These words—remember your death—illumine the entire penitential season of Lent. Christians need a Savior because we are but dust and ashes. We need a Savior because the only person who can save us from death is Jesus Christ, who is Life itself. In the Lenten season, as we meditate on the central mysteries of the faith, the mystery of death—transformed by the Cross—is a great place to start.
I for one really appreciate Sr. Theresa’s thoughts on Lent. Yes, during Lent we think about death, but we think about it in a Christian way. We think about it with Easter in mind. Like she said, the cross—Good Friday—is all about the work of a Savior, a Savior we need because we are but dust and ashes. We need a Savior because we need saving from death, and only Jesus can do this. Easter really loses its significance unless we’re cognizant of the fact that apart from the Cross and the Resurrection, death would have the last word. But it doesn’t.
And so, we prepare for the celebration of the Resurrection by taking time to remember why the Resurrection is necessary. So, if you decide to come by the church today to receive the ashes, I’ll use them to make the mark of the cross on your forehead. On your forehead, it becomes a sign to others of who you are—a follower of Jesus who has given you life through his own death on the cross. Wear it boldly.
You can drive up to the portico between noon and 1 this afternoon and between 5 and 6 this evening. You can stay in your vehicle and I’ll come to you. Let’s pray.
Lord, Holy One, have mercy on us.
We confess our sins to you.
We have fallen short of your glory and without your mercy and grace, we would be dust.
We repent now.
Lord, as we enter into this Lenten season, be near to us.

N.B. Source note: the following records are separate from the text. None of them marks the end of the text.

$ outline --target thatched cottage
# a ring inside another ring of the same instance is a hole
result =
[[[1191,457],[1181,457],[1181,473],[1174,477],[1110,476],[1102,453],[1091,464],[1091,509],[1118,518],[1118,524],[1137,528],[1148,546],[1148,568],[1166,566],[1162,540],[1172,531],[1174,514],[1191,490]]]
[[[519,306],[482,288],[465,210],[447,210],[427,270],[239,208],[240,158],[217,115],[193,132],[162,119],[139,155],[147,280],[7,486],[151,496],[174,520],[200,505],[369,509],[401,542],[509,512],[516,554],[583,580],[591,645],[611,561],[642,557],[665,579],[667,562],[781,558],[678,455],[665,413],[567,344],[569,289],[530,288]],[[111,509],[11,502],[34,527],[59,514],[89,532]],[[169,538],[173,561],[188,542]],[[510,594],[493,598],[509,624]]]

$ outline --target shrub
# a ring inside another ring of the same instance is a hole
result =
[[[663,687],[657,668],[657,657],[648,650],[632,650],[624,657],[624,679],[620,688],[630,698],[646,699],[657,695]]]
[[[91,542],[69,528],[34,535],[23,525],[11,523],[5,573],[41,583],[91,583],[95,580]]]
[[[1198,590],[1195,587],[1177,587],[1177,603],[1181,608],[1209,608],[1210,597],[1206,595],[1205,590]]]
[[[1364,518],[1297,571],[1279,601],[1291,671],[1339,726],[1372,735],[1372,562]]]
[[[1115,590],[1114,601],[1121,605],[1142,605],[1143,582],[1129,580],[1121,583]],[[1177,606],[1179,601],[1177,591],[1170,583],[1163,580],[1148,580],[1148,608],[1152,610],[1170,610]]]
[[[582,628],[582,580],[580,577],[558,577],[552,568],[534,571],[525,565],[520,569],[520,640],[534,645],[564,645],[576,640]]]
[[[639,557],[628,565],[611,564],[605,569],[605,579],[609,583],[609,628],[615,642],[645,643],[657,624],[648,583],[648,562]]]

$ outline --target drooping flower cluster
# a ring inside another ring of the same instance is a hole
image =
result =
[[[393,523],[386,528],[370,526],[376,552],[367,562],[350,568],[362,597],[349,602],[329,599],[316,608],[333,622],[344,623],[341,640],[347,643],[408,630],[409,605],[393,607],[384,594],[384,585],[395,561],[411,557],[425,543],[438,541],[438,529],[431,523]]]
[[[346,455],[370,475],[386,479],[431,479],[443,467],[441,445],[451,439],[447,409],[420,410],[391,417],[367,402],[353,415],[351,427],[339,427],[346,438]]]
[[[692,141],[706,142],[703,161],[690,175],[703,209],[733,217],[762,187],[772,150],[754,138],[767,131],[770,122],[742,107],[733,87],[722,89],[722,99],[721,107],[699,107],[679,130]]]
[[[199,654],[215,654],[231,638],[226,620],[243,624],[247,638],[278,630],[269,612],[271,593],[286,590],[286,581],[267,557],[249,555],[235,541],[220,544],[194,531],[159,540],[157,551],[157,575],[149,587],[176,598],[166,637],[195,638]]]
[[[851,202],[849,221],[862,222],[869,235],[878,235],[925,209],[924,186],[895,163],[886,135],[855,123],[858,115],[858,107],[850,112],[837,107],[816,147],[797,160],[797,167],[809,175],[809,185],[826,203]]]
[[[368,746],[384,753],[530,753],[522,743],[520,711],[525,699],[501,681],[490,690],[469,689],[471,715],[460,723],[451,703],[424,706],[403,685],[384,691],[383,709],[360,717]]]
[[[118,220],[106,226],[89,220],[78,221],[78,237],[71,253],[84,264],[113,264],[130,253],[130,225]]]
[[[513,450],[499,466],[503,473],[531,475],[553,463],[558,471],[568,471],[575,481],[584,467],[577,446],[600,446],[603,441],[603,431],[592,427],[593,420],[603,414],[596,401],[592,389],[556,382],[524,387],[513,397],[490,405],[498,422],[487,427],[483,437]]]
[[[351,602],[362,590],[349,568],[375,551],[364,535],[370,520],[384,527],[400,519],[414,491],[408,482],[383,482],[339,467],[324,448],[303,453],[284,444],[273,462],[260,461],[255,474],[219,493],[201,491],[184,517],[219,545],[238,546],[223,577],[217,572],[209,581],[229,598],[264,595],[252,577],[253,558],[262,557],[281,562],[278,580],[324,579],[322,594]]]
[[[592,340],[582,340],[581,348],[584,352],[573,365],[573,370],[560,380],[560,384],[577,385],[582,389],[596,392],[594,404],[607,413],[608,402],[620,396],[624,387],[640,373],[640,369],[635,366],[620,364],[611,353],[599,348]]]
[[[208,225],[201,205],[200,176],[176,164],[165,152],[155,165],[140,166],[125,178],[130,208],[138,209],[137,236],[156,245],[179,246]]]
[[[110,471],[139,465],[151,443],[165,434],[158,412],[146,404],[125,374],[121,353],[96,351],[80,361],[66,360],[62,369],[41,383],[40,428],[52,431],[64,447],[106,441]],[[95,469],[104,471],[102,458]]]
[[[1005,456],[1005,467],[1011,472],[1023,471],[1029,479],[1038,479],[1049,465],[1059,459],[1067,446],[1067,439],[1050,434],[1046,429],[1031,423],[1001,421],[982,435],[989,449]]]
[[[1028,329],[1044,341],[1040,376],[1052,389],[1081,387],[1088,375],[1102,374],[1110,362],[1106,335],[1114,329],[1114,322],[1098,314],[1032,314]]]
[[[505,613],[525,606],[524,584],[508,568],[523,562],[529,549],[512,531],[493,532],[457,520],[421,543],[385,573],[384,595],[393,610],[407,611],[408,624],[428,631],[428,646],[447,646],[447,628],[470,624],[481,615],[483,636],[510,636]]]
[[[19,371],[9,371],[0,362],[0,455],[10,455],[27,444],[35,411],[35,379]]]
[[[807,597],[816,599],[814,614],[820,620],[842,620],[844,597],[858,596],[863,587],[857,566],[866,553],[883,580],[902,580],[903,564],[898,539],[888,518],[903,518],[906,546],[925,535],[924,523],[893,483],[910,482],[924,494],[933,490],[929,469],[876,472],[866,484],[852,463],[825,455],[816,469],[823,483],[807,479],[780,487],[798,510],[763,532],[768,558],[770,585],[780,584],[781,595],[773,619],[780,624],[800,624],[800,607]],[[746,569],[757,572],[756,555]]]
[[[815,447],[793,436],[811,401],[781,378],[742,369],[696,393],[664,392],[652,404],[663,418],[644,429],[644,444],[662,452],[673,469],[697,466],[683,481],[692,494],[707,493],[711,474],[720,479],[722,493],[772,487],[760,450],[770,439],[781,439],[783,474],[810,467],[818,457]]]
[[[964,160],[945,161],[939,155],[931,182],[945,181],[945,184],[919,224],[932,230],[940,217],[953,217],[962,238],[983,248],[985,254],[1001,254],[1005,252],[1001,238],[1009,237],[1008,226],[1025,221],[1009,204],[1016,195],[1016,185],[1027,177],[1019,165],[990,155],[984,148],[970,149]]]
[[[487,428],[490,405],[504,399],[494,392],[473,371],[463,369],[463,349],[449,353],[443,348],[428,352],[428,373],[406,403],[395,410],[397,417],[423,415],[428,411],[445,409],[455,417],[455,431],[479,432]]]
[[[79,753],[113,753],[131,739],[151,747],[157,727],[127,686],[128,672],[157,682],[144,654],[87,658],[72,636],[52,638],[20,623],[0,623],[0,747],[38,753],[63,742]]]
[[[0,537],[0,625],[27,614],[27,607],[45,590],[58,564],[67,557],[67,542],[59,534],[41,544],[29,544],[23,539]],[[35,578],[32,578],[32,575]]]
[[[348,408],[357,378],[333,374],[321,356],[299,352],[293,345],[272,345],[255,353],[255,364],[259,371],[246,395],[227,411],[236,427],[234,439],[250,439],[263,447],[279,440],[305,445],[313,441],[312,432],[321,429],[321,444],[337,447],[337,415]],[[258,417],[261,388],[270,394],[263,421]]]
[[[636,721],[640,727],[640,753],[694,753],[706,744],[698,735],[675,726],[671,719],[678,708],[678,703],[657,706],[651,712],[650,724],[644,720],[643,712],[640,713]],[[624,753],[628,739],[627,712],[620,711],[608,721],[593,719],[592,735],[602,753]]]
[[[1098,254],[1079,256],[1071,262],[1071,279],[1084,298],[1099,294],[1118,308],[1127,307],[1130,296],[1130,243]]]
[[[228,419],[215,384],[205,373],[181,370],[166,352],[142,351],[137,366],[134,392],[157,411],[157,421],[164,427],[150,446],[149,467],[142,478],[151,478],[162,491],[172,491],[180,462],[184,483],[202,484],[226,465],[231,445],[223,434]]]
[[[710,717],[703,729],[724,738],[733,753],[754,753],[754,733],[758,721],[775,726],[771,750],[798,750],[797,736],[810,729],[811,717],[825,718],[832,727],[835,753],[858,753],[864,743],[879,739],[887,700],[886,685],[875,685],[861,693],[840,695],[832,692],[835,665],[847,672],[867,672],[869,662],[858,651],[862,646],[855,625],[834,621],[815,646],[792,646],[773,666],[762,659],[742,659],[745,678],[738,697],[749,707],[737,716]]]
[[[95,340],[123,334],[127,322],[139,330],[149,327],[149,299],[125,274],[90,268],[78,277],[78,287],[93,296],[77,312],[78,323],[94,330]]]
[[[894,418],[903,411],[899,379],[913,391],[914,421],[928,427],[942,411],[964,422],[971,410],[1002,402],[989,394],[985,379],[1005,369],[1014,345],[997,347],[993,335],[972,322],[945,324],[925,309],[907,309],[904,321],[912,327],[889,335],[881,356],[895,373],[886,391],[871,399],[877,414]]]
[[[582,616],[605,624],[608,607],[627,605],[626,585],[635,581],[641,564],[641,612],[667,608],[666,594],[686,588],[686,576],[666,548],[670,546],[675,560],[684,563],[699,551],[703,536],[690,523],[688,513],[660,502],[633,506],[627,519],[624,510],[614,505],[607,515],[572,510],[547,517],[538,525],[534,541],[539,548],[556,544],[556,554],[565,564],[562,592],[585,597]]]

Help us, by your Holy Spirit, to feel right conviction and repentance for our sin.
Help us, by your Spirit, to have the strength to overcome the enemy.
Thank you, Lord, that Easter is coming!
Death has no sting, no victory, because of Jesus!
Glory and honor and praise to His name!
Thank you for rescuing us.
Help us keep both the weight and the joy of this season in our hearts and we move through the next several weeks.
Help us bear the good fruit of your Spirit.
Thank you that the ashes on our forehead do not symbolize our ultimate reality.
From dust we might have been formed, but our bodies, our spirits, ourselves, await beautiful redemption and the restoration of all things.
Help us long and look forward to that day, and let it come quickly, Lord Jesus.